Maybe, averaging the two highest values, disregarding the minimum value would be better - I'll try it. [/edit2]

[edit3] For Guru's 150 sample set, at default quality, 2-highest-of-3-average = 90.86MB; [/edit3]

[edit4] For my 52 sample set, at default quality, 2-highest-of-3-average = 40.23MB; [/edit4]
  • Last Edit: 04 October, 2007, 09:20:04 AM by Nick.C
lossyWAV -q X -a 4 -s h -A --feedback 2 --limit 15848| FLAC -5 -e -p -b 512 -P=4096 -S-

  • Nick.C
  • [*][*][*][*][*]
  • Developer
Near-lossless / lossy FLAC
Reply #204
Looking at the way that bit reduction / dither noise is calculated for each of the dither options, it appears that I neglected to ensure that the rounded value remained within the permissible sample limits when calculating the noise from rounding and dithering. I have re-written my noise calculation subroutine and will revise the constants used in the code to recreate the dither noise surfaces (1..32 bits x 6..15 bit fft length x 3 dither options).

On the experimental spreading function front, I am looking at a spreading function which changes from averaging at small fft lengths to simple maximum at long fft lengths as follows:

Code: [Select]
  begin
    pcll:=low_frequency_bin[analysis_number]-1;
    pchl:=high_frequency_bin[analysis_number]-1;

    for pci:=0 to pchl-pcll+1 do
    Begin
      v1:=fft_result[pci];
      v2:=fft_result[pci+1];
      v3:=fft_result[pci+2];

      vMax:=max(v1,max(v2,v3));
      vMin:=min(v1,min(v2,v3));
      vTot:=v1+v2+v3;
      vMid:=vTot-vMax-vMin;
      vAvg:=vTot/3;

      Case fft_bit_length[analysis_number] of
         0.. 6 : fft_result2[pci+1]:=(vAvg);
         7     : fft_result2[pci+1]:=(vMax*1.50+vMid+vMin*0.5)/3;
         8     : fft_result2[pci+1]:=(vMax*2.00+vMid)/3;
         9     : fft_result2[pci+1]:=(vMax*2.50+vMid*0.5)/3;
        10..15 : fft_result2[pci+1]:=(vMax);
      End;
    End;
  end;
  • Last Edit: 08 October, 2007, 07:42:06 AM by Nick.C
lossyWAV -q X -a 4 -s h -A --feedback 2 --limit 15848| FLAC -5 -e -p -b 512 -P=4096 -S-

  • SebastianG
  • [*][*][*][*][*]
  • Developer
Near-lossless / lossy FLAC
Reply #205
Hi, Nick, David!

From what I understand you are looking for some kind of weighting to determine the wasted_bits count, right?
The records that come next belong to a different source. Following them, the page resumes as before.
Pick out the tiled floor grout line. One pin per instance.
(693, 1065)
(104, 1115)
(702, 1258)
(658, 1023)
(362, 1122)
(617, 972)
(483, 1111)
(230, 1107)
I'm not sure whether the weighting trick I described is appropriate here since I used this filter for noise shaping. I calculated the amount of bits to use for steganography (in your case wasted_bits) solely based on the power of the linear prediction residual. Combined with the fixed non-recursive part of the noise shaper the effect was quantization noise with a more or less constant (constant over time) SNR for a specific frequency region.

To be honest I really don't understand why you guys insist on introducing white-only noise. It's like travelling from A (lossless) to B (perceptual lossy) and stopping right in the middle where both disadvantages are combined: lossy encoding (B) + high bitrate (A) necessary due to lack of noise shaping.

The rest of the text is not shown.